Ja, das stimmt. Aber es ist wohl unvermeidlich. Grundlagenforschung wird erst dann für die Öffentlichkeit interessant, wenn sie entweder spektakuläre Anwendungen erwarten läßt oder wenn sie Berührungspunkte mit weltanschaulichen Fragen hat.
Zitat von str1977
Und diesem Bereich sind ja selten die großen Laborwissenschaftler zu gange sondern Propagandisten: war es damals nicht so sehr Darwin als Huxley, war es später Haeckel, so nun heute Dawkins (eine solch unappetitliche Gestalt wie Ernst Mayer lasse ich mal weg, weil ich nicht weiß, wie bedeutend er in der Wissenschaft war - seinen Ruhm in Deutschland hat er aber nach dem Grosser/Nowitzki-Prinzip erlangt.) Und diese - das werden auch Sie, lieber Zettel, nicht bestreiten können - reiten auf einem sehr hohen "wissenschaftlichen" Roß.

Dawkins hatte ja bis vor kurzem einen Lehrstuhl für "The Public Understanding of Science"; er ist also sozusagen von Amts wegen verpflichtet, der Öffentlichkeit die Wissenschaften nahezubringen. Das tut er mit viel Verve; der Vergleich mit Haeckel gefällt mir gut. Sein Eintreten für den Atheismus ist sicherlich nicht repräsentativ für Wissenschaftler oder Wissenschaften.
Zitat von str1977
Und wenn wir mal ehrlich sind, liegt der Erfolg und die Popularität der Darwinischen Evolutionstheorie eben von Anfang an darin, daß man sie aus antirelgiöse Waffe gebrauchen will.

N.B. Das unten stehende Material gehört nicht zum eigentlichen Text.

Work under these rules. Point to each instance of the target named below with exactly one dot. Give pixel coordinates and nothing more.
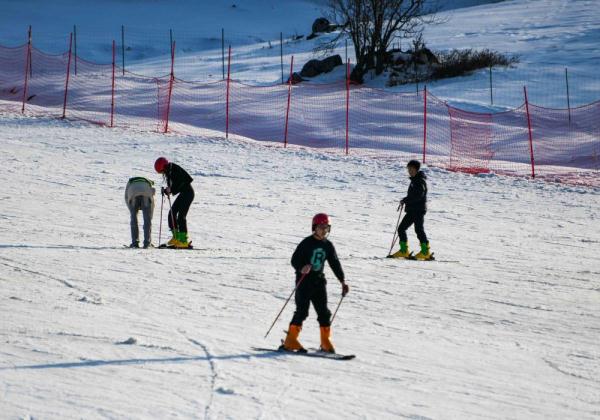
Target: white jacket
(139, 186)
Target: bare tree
(373, 25)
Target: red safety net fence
(554, 144)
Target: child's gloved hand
(345, 288)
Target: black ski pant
(180, 208)
(312, 290)
(409, 218)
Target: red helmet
(320, 219)
(161, 164)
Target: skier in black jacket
(415, 205)
(309, 261)
(179, 183)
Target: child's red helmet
(320, 219)
(161, 164)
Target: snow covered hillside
(505, 325)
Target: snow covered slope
(504, 326)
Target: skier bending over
(139, 195)
(309, 260)
(179, 183)
(415, 205)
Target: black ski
(309, 353)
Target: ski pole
(286, 302)
(336, 309)
(175, 227)
(162, 200)
(400, 208)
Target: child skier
(179, 183)
(309, 261)
(415, 206)
(139, 195)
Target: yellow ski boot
(326, 344)
(403, 252)
(291, 342)
(425, 253)
(174, 239)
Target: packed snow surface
(504, 325)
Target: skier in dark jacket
(415, 205)
(179, 183)
(309, 261)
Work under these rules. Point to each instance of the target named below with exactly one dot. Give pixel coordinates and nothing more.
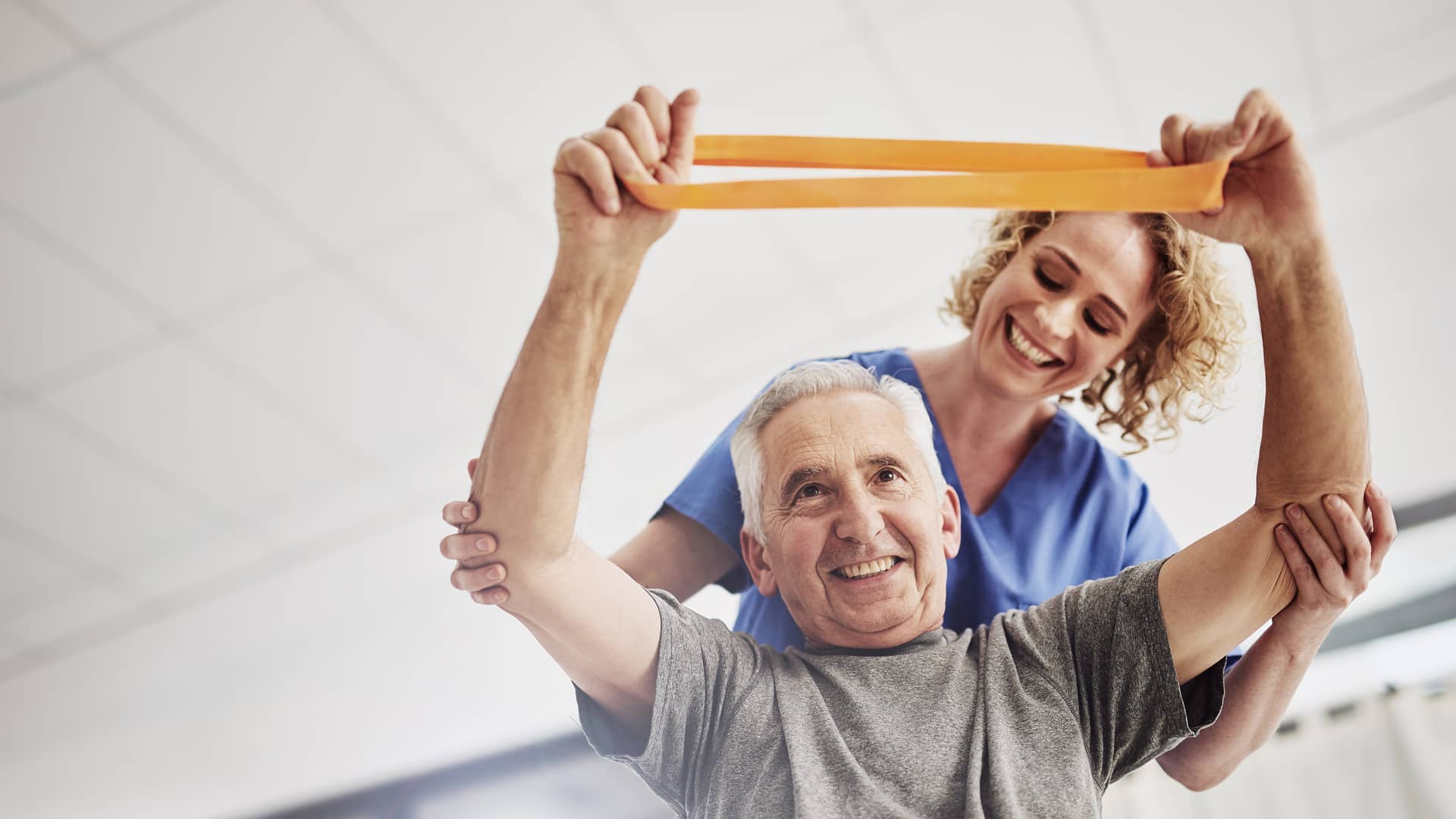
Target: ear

"Man"? Einige haben den Darwinismus sicherlich so eingesetzt. Aber sein Erfolg - dh der Umstand, daß er sich durchgesetzt hat und von einer Theorie zu einer allseits akzeptierten Lehre geworden ist -, liegt schlicht daran, daß es überwältigende Belege für seine Richtigkeit gibt. Übrigens haben - Graf erwähnt das in seinem Artikel - ja auch die meisten Theologen sehr bald zugestimmt. Die Katholische Kirche gehört heute zu den striktesten Gegnern des Kreationismus.
Zitat von str1977
Es gibt einfache Kreationisten, die nur auf dem Wortlaut der Bibel beharren und weiter nichts tun, und "Creation Scientists", die eben versuchen, ihre jeweilige Vorstellung wissenschaftlich zu belegen. Und eben auch Intelligent Design: man kann ID natürlich unter Kreationismus verbuchen, aber es ist dennoch nicht bloß ein Trick kreationistischer Verschwörer, sondern ein Konzept, welches sich sehr nahe an die Wissenschaft heranwagt.

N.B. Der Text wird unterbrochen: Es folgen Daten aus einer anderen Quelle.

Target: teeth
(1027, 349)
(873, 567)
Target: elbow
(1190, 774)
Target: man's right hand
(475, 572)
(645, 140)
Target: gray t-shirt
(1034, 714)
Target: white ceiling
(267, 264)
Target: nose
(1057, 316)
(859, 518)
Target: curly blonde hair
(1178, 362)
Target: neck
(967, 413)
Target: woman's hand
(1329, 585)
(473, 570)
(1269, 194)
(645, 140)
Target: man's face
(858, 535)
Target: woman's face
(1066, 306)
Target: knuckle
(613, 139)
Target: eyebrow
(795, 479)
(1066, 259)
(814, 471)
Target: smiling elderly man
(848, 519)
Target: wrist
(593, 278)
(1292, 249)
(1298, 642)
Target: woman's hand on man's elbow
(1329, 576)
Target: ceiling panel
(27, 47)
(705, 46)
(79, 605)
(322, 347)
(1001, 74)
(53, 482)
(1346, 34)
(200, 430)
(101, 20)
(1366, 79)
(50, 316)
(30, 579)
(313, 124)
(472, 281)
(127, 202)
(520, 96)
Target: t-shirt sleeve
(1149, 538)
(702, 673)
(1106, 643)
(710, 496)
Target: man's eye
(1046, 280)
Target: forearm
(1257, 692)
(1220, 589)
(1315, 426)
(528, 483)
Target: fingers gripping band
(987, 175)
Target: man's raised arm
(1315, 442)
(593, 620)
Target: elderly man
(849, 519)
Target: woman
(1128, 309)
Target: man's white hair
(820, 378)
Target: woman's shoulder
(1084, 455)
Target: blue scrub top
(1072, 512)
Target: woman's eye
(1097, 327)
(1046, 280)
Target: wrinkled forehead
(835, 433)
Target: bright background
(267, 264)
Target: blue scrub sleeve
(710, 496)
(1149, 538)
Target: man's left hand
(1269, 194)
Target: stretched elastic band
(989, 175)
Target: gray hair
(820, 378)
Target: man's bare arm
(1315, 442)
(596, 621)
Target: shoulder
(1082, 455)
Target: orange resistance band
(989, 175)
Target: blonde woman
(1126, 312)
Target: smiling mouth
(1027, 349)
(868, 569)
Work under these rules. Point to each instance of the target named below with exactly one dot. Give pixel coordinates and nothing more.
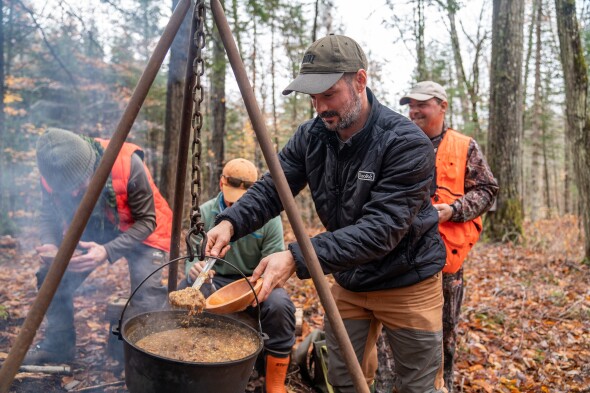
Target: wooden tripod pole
(287, 199)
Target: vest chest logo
(367, 176)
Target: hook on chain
(198, 229)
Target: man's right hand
(197, 268)
(218, 239)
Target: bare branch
(49, 46)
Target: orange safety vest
(160, 237)
(451, 160)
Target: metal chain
(197, 226)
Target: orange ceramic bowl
(234, 297)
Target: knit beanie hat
(65, 160)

So ist es. Über den strengen Kreationismus, der die biblische Schöpfungsgeschichte wörtlich nimmt, kann man meines Erachtens nicht diskutieren. Wer glaubt, daß das Weltall nicht 13,5 Milliarden, sondern 6000 Jahre alt ist und die Erde nicht 4,5 Milliarden, sondern ebenso 6000 Jahre, der ignoriert so ostentativ die Fakten, daß man ihm seinen Glauben lassen sollte - und ihn in Ruhe.

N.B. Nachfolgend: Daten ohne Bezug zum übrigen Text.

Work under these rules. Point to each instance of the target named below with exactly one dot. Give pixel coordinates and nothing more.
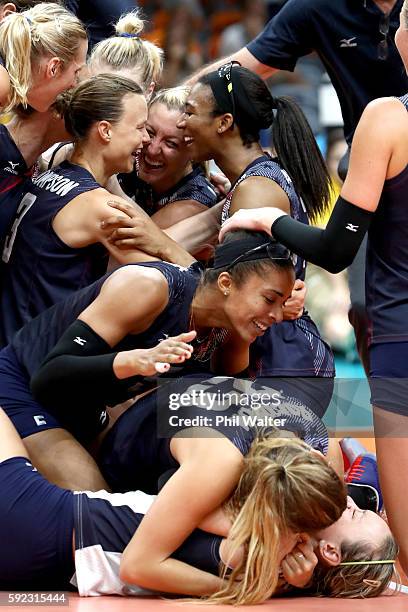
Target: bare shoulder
(135, 281)
(257, 192)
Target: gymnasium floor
(386, 603)
(389, 602)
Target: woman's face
(356, 525)
(258, 302)
(50, 78)
(165, 159)
(128, 135)
(199, 124)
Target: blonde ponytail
(284, 489)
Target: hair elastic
(375, 562)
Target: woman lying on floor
(77, 532)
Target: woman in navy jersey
(56, 244)
(224, 114)
(42, 51)
(372, 199)
(165, 184)
(135, 308)
(38, 521)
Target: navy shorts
(389, 376)
(36, 526)
(30, 417)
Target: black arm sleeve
(80, 367)
(333, 248)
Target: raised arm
(83, 356)
(377, 154)
(244, 57)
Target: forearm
(333, 248)
(170, 576)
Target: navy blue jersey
(291, 348)
(13, 174)
(194, 186)
(269, 168)
(104, 525)
(99, 16)
(363, 64)
(35, 340)
(387, 261)
(136, 451)
(41, 269)
(36, 527)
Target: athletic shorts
(30, 417)
(389, 376)
(36, 526)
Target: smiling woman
(55, 42)
(167, 185)
(59, 242)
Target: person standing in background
(99, 16)
(355, 42)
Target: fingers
(161, 368)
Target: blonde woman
(284, 490)
(129, 54)
(166, 184)
(56, 43)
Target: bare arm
(4, 86)
(232, 357)
(10, 442)
(190, 495)
(244, 57)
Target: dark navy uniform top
(13, 175)
(41, 269)
(194, 186)
(36, 339)
(104, 525)
(291, 348)
(269, 168)
(346, 36)
(136, 451)
(387, 261)
(99, 16)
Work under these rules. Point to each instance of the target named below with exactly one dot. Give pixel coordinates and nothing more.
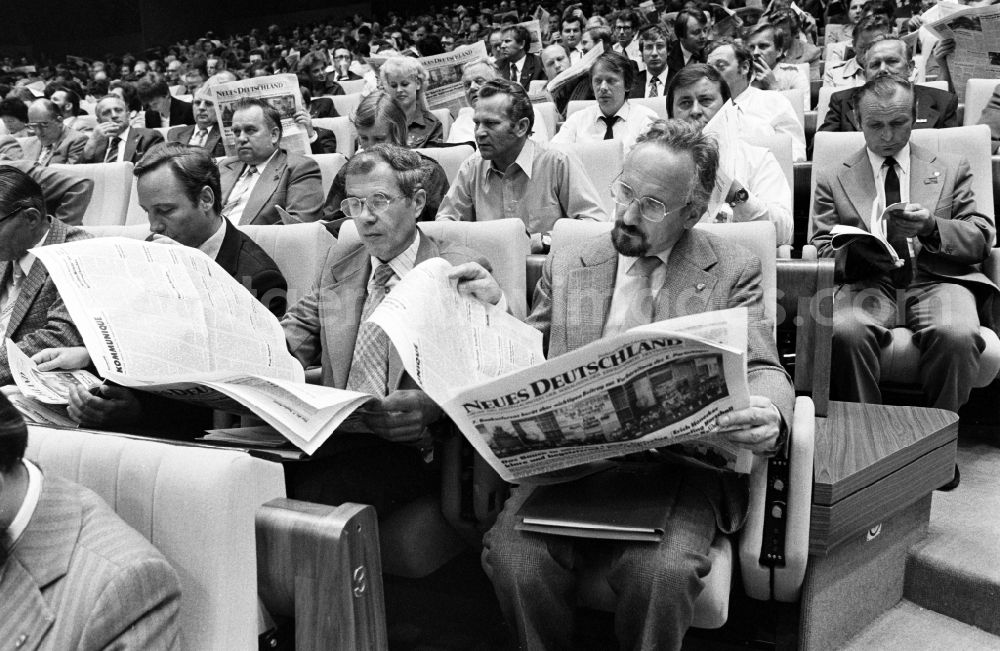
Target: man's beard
(624, 237)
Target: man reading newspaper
(653, 266)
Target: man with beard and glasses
(653, 258)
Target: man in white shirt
(113, 140)
(754, 111)
(653, 80)
(613, 117)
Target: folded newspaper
(169, 320)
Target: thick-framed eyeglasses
(377, 204)
(652, 210)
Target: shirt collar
(29, 504)
(403, 263)
(213, 244)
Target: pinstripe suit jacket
(39, 319)
(79, 578)
(704, 273)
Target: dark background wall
(52, 29)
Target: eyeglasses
(377, 203)
(652, 210)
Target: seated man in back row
(660, 196)
(512, 177)
(938, 236)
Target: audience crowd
(704, 104)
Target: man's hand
(69, 359)
(757, 427)
(103, 405)
(472, 279)
(402, 417)
(911, 221)
(303, 120)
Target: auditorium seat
(419, 538)
(761, 580)
(899, 361)
(444, 115)
(450, 158)
(343, 131)
(195, 504)
(977, 95)
(329, 165)
(602, 160)
(112, 188)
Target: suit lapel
(857, 182)
(264, 188)
(589, 289)
(688, 285)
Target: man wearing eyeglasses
(652, 266)
(32, 313)
(384, 463)
(53, 142)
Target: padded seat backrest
(329, 165)
(758, 237)
(449, 158)
(112, 188)
(973, 143)
(977, 96)
(343, 131)
(195, 504)
(602, 160)
(503, 242)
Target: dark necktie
(902, 276)
(609, 133)
(370, 366)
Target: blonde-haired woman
(406, 80)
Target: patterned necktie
(902, 276)
(642, 306)
(609, 132)
(112, 154)
(370, 366)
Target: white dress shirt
(587, 124)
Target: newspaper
(444, 85)
(49, 387)
(658, 385)
(280, 91)
(976, 31)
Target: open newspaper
(976, 31)
(653, 386)
(280, 91)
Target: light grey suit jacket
(80, 578)
(939, 182)
(704, 273)
(322, 327)
(289, 180)
(68, 149)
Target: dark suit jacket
(68, 149)
(80, 578)
(66, 195)
(253, 268)
(322, 327)
(940, 183)
(213, 145)
(935, 109)
(531, 70)
(40, 319)
(704, 273)
(138, 143)
(289, 180)
(181, 112)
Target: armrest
(776, 571)
(320, 564)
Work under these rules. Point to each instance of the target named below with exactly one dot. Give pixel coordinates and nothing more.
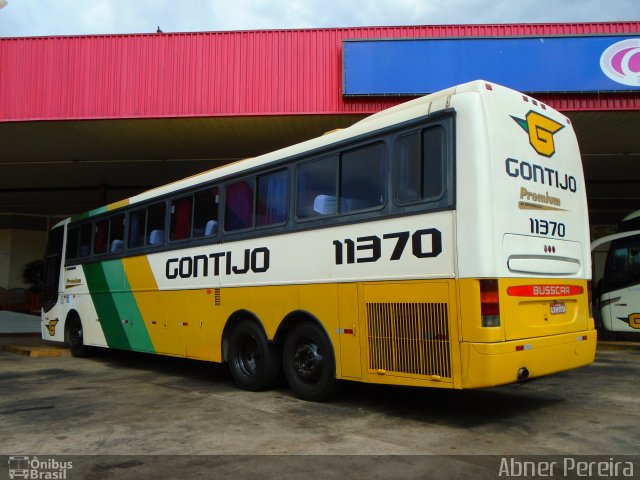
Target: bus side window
(85, 240)
(181, 218)
(420, 166)
(623, 263)
(205, 213)
(100, 237)
(238, 210)
(136, 228)
(73, 237)
(154, 233)
(272, 198)
(362, 178)
(116, 234)
(317, 188)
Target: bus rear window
(420, 166)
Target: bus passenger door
(620, 288)
(349, 331)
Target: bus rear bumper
(492, 364)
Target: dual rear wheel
(307, 360)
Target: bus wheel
(75, 338)
(309, 364)
(254, 363)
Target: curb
(617, 345)
(37, 351)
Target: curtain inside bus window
(116, 234)
(433, 163)
(205, 213)
(408, 168)
(73, 237)
(100, 237)
(181, 218)
(136, 228)
(272, 198)
(317, 188)
(362, 174)
(238, 212)
(85, 240)
(155, 232)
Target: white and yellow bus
(440, 243)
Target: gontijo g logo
(540, 130)
(621, 62)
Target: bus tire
(255, 363)
(75, 338)
(309, 363)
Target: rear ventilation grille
(409, 338)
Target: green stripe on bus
(104, 304)
(89, 214)
(127, 307)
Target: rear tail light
(489, 303)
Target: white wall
(17, 248)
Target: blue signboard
(530, 64)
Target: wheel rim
(248, 356)
(308, 362)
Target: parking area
(119, 403)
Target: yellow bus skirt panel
(493, 364)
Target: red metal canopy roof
(241, 73)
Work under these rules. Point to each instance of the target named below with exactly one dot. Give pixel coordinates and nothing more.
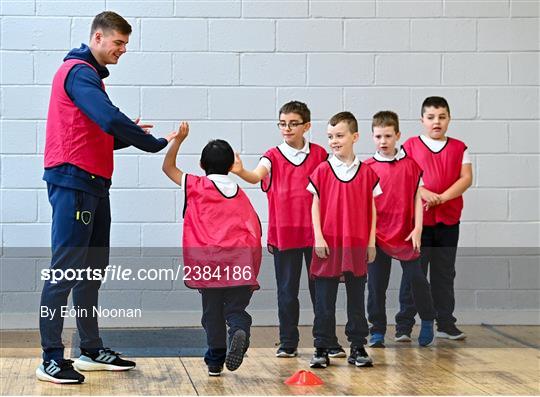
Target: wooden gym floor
(500, 360)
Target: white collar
(428, 140)
(290, 151)
(225, 179)
(335, 162)
(400, 153)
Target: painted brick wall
(227, 66)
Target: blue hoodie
(84, 88)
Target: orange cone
(304, 378)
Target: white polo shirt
(437, 145)
(223, 182)
(345, 173)
(295, 156)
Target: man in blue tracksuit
(83, 129)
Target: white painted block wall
(227, 66)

Mit ID ist es, wie Sie richtig sagen, etwas anderes. Ich habe schon vor längerer Zeit hier im Forum geschrieben, daß ich gern einmal darüber diskutieren würde. Ich halte ID - kurz gesagt - für eine auf den ersten Blick plausible, aber wissenschaftlich ganz unfruchtbare Theorie; ähnlich der Theorie des élan vital und der Entelechie (Driesch) im 19. und frühen 20. Jahrhundert, die eine "Lebenskraft" behaupteten, die nur der organischen Natur eigen sei.

Solche Theorien sind unfruchtbar, weil sie keine testbaren Vorhersagen generieren. Sie bringen die Forschung nicht voran, sondern behindern sie, weil sie an die Stelle von wirklichen Erklärungen ein Etikett setzen.
Zitat von str1977
Aber ganz Unrecht hat die Postmoderne eben doch nicht, denn wenn ich solche Sätze lesen muß:
In Antwort auf:
Die Ergebnisse der Wissenschaften werden von vielen, die diesem Denken anhängen, als kulturelle Hervorbringungen wie alle anderen auch angesehen. Man kann ihnen glauben, ihnen aber auch mißtrauen.

Kann ich nur sagen: und recht haben sie, die Postmodernen! Warum sollten wir denn den Wissenschaften hier ausnehmen.

Als der Autor dieser Sätze widerspreche ich Ihnen natürlich, lieber str1977. Die Ergebnisse der Wissenschaften - ich rede hier von sciences - sind keine kulturellen Hervorbringungen wie alle anderen auch. Ihre Besonderheiten liegen darin, daß sie intersubjektiv gültig sind. Jeder, der sich die entsprechenden Instrumente und Kenntnisse besorgt, kann die Fakten nachprüfen und kann sich vom Erklärungswert von Theorien überzeugen. Die Wahrheiten des Islam oder des Christentums kann aber niemand nachprüfen; so wenig, wie die Richtigkeit der Philosophie Hegels.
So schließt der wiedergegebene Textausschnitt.